Qwest :45,000人減で、加入77万人は2005年第3四半期以来最低のレベル。
Cincinnati Bell :8,000人減。

LeapとMetroPCSだけは、年間伸び率がそれぞれ27.6%、32.3%と健闘しています。 因みに大規模事業者の年間伸び率は、T-Mobile USA:15.9%、AT&T Mobility:14.0%、VerizonWireless:11.2%、Sprint Nextel:−6.3%となっています。なお、米国全体でみた携帯電話の全人口に対する普及率は86.1%となっています。
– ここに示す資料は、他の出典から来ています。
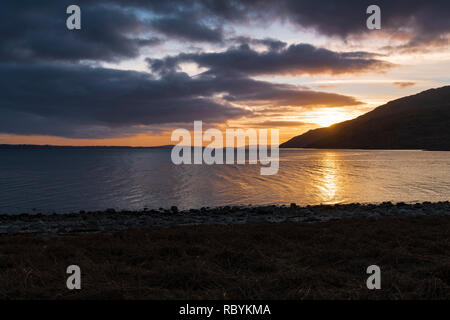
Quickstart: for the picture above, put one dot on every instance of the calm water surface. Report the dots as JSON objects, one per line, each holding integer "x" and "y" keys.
{"x": 69, "y": 180}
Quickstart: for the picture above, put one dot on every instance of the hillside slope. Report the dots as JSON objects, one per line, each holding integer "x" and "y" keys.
{"x": 420, "y": 121}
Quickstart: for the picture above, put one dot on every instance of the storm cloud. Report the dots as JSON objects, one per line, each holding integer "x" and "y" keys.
{"x": 86, "y": 102}
{"x": 293, "y": 60}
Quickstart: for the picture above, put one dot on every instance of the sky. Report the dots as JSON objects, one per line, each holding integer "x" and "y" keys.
{"x": 137, "y": 70}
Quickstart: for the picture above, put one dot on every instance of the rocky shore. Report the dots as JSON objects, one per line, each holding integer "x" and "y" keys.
{"x": 111, "y": 220}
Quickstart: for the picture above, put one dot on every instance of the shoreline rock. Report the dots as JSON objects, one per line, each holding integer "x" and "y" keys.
{"x": 111, "y": 220}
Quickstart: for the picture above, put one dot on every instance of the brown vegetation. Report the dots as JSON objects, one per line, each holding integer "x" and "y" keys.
{"x": 253, "y": 261}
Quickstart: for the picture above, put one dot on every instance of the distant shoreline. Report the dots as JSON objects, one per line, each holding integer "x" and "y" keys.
{"x": 50, "y": 147}
{"x": 111, "y": 220}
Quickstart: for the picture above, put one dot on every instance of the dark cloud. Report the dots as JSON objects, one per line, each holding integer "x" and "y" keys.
{"x": 36, "y": 31}
{"x": 187, "y": 28}
{"x": 404, "y": 84}
{"x": 94, "y": 102}
{"x": 295, "y": 59}
{"x": 426, "y": 22}
{"x": 117, "y": 29}
{"x": 85, "y": 102}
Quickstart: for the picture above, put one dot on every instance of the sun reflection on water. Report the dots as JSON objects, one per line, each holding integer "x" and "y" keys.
{"x": 328, "y": 181}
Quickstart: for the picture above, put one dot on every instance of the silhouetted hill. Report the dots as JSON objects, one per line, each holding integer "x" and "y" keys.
{"x": 420, "y": 121}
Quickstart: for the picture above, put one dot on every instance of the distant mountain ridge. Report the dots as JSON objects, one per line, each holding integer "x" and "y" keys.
{"x": 420, "y": 121}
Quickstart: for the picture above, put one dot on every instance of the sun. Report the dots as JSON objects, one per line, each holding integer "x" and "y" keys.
{"x": 328, "y": 117}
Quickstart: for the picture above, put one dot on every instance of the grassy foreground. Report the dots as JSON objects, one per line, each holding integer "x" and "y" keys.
{"x": 326, "y": 260}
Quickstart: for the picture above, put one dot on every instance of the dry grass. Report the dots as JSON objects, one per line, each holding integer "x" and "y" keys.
{"x": 254, "y": 261}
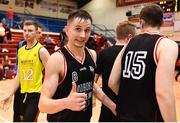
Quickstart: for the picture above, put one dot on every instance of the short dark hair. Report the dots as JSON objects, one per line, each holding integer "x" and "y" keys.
{"x": 82, "y": 14}
{"x": 125, "y": 28}
{"x": 152, "y": 14}
{"x": 31, "y": 22}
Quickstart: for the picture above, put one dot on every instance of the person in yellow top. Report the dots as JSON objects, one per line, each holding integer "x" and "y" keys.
{"x": 32, "y": 58}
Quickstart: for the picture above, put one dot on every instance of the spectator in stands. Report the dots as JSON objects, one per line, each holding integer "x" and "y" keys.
{"x": 31, "y": 61}
{"x": 6, "y": 62}
{"x": 2, "y": 32}
{"x": 1, "y": 72}
{"x": 10, "y": 17}
{"x": 8, "y": 34}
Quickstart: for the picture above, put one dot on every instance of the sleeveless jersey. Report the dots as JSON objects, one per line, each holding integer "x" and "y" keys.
{"x": 30, "y": 69}
{"x": 105, "y": 61}
{"x": 137, "y": 97}
{"x": 83, "y": 75}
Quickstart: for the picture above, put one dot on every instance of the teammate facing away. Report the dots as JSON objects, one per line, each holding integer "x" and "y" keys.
{"x": 69, "y": 77}
{"x": 18, "y": 97}
{"x": 143, "y": 73}
{"x": 105, "y": 60}
{"x": 32, "y": 58}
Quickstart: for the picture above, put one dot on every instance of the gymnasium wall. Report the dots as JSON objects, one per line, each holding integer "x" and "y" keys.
{"x": 105, "y": 12}
{"x": 37, "y": 9}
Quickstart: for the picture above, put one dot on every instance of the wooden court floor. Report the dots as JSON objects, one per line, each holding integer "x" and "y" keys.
{"x": 6, "y": 116}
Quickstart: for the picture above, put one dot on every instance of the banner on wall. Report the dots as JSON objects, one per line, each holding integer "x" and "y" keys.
{"x": 25, "y": 3}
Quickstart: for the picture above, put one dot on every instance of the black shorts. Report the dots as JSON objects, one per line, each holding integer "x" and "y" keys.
{"x": 30, "y": 109}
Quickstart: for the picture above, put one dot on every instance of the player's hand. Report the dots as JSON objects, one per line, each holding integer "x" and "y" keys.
{"x": 76, "y": 101}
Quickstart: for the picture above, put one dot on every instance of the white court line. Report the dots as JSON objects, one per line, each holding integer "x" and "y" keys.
{"x": 2, "y": 119}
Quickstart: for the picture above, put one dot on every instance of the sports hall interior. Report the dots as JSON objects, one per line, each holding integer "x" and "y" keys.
{"x": 52, "y": 16}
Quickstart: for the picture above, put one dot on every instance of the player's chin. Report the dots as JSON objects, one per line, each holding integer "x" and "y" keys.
{"x": 80, "y": 45}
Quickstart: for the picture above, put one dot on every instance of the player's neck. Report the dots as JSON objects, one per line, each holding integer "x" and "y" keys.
{"x": 76, "y": 52}
{"x": 151, "y": 30}
{"x": 120, "y": 42}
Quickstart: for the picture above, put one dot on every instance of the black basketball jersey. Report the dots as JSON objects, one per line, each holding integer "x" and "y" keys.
{"x": 137, "y": 98}
{"x": 83, "y": 75}
{"x": 105, "y": 61}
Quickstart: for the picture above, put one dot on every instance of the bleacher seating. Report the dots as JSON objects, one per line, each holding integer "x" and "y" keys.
{"x": 48, "y": 23}
{"x": 11, "y": 47}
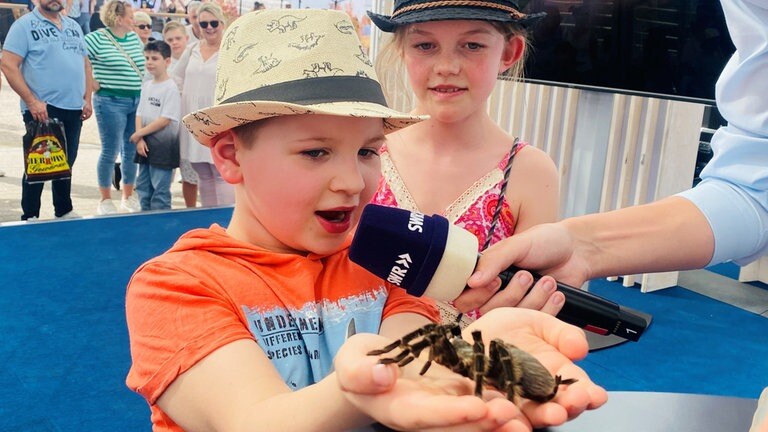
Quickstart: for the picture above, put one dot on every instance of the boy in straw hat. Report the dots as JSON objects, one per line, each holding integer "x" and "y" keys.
{"x": 238, "y": 328}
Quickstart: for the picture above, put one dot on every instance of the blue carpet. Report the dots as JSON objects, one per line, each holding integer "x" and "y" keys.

関連ですが、アジア諸国ならびにヨーロッパでは、わが国では余り普及していないプリペイド携帯電話が主流となっているようです。先日APT通信事業者に対するワイヤレス研修でKECのお手伝いをした際にも、携帯電話の大半がプリペイドだという国の研修生がおりました。

* あとがき
ネットに出ている通信事業者に関する記事は、具体的な加入者数などについてまとまったものが無く、資料同士で必ずしも整合が取れているとは限りません。上の記述には筆者の独断でまとめた部分もあることをお断りしておきます。